I was recently invited to speak on the topics of mental health and behavioral medicine at a national conference that was held virtually, and when we started the session to record the presentation, one of the conference organizers commented: “This is the first year we have had a session focusing on mental health. ” While this represents progress, it is not enough to talk about mental health to really change the way we treat people with mental challenges and mental disorders. Discussion alone will not improve the mental health and well-being of people and peoples. It is up to policy makers, health systems, health providers and each of us to meet this moment and transform this opportunity into real change by promoting mental health parity, by increasing the availability of evidence-based and culturally competent mental health care at all levels of intensity and in multiple modalities, and by having the courage to take our mental health as seriously as we take our physical health.

Normalization of the importance and ubiquity of behavioral health has driven innovation in how such care can be delivered – often externally. For example, in my organization, members of the UPMC Health Plan can access RxWell, a mobile app that combines proven, self-directed deep breathing and other techniques with the help of a health coach. Many employers in the UPMC Health Plan network also offer access to counselors and support through UPMC Health Plan’s LifeSolutions employee assistance programs. Such support is offered over the phone, via video chat via LifeSolutions virtual counseling service or in person.
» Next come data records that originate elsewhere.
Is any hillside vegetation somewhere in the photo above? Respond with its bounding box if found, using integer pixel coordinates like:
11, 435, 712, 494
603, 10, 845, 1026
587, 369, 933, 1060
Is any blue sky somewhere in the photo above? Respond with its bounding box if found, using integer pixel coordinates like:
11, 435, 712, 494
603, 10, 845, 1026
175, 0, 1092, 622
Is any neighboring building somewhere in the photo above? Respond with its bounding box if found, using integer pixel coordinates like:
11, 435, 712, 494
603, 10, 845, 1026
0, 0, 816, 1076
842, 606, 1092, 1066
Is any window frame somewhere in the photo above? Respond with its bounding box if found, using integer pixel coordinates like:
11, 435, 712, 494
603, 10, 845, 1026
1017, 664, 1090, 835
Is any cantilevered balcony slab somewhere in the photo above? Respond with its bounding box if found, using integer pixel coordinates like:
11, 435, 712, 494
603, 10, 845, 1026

In addition to offering these important tools to our members, the UPMC Health Plan is also focused on community support to promote the importance of discussing and nurturing mental health. The Community Care Behavioral Health Organization (Community Care), a subsidiary of UPMC and the largest behavioral health care organization in the state of Pennsylvania, was established to support Pennsylvania’s mandatory managed care program for Medicaid recipients, HealthChoices, and has provided behavioral health services to Medicaid recipients. since 1999. This year marks the 25th anniversary of Community Care, and starting in May and the rest of the year, they will celebrate their achievements and partnerships with a range of events. These events include a 4-part Innovations in Behavioral Health Lectures series, a mindfulness presentation, a County Collaborations Webinar series and a Healing art art exhibition featuring creative works by members of the UPMC Health Plan. Timely information about these events will be shared on our new blog titled “Information.Insight.Innovation.”
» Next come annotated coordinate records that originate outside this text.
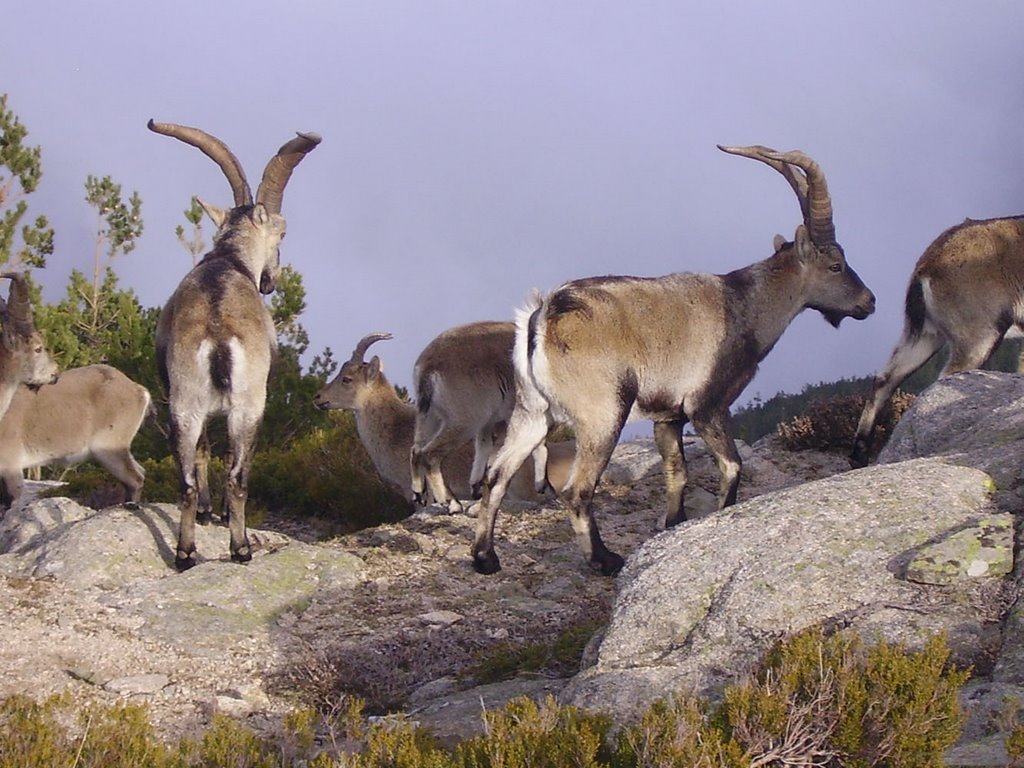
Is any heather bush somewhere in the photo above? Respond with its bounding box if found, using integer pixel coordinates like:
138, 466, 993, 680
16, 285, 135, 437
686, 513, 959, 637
776, 390, 914, 455
0, 631, 970, 768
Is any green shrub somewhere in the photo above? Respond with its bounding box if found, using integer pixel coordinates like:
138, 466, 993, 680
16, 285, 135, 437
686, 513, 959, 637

The best description of how the COVID-19 pandemic has affected the stigma surrounding mental health is not that it has reduced stigma, it is that COVID-19 has created a possibility to reduce the stigma associated with mental health. COVID-19 has broken the armor of stigma; it has put a foot in the door that for so long has barred people from seeking and receiving help of any kind for mental challenges. Keeping mental health in the shade does not protect us from shame and embarrassment, it deprives us of opportunities to observe – and celebrate – our resilience. Making real changes in how we approach mental health challenges will not reveal our weaknesses – it will reveal our strengths. Embracing the need to take care of our mental health is an act of humanity and an act of love.

In the words of bell-hooks: “When we choose to love, we choose to move towards fear – towards alienation and separation. The choice to love is a choice to connect – to find ourselves in the other.”

Ellen Beckjord, PhD, MPH, is Associate Vice President of Population Health and Clinical Transformation at the UPMC Health Plan. She is a behavioral researcher, epidemiologist, and licensed clinical psychologist in a disciplined pursuit of harnessing the power of connection to promote authentic connection to place health, peace, and abundance within equal reach of all.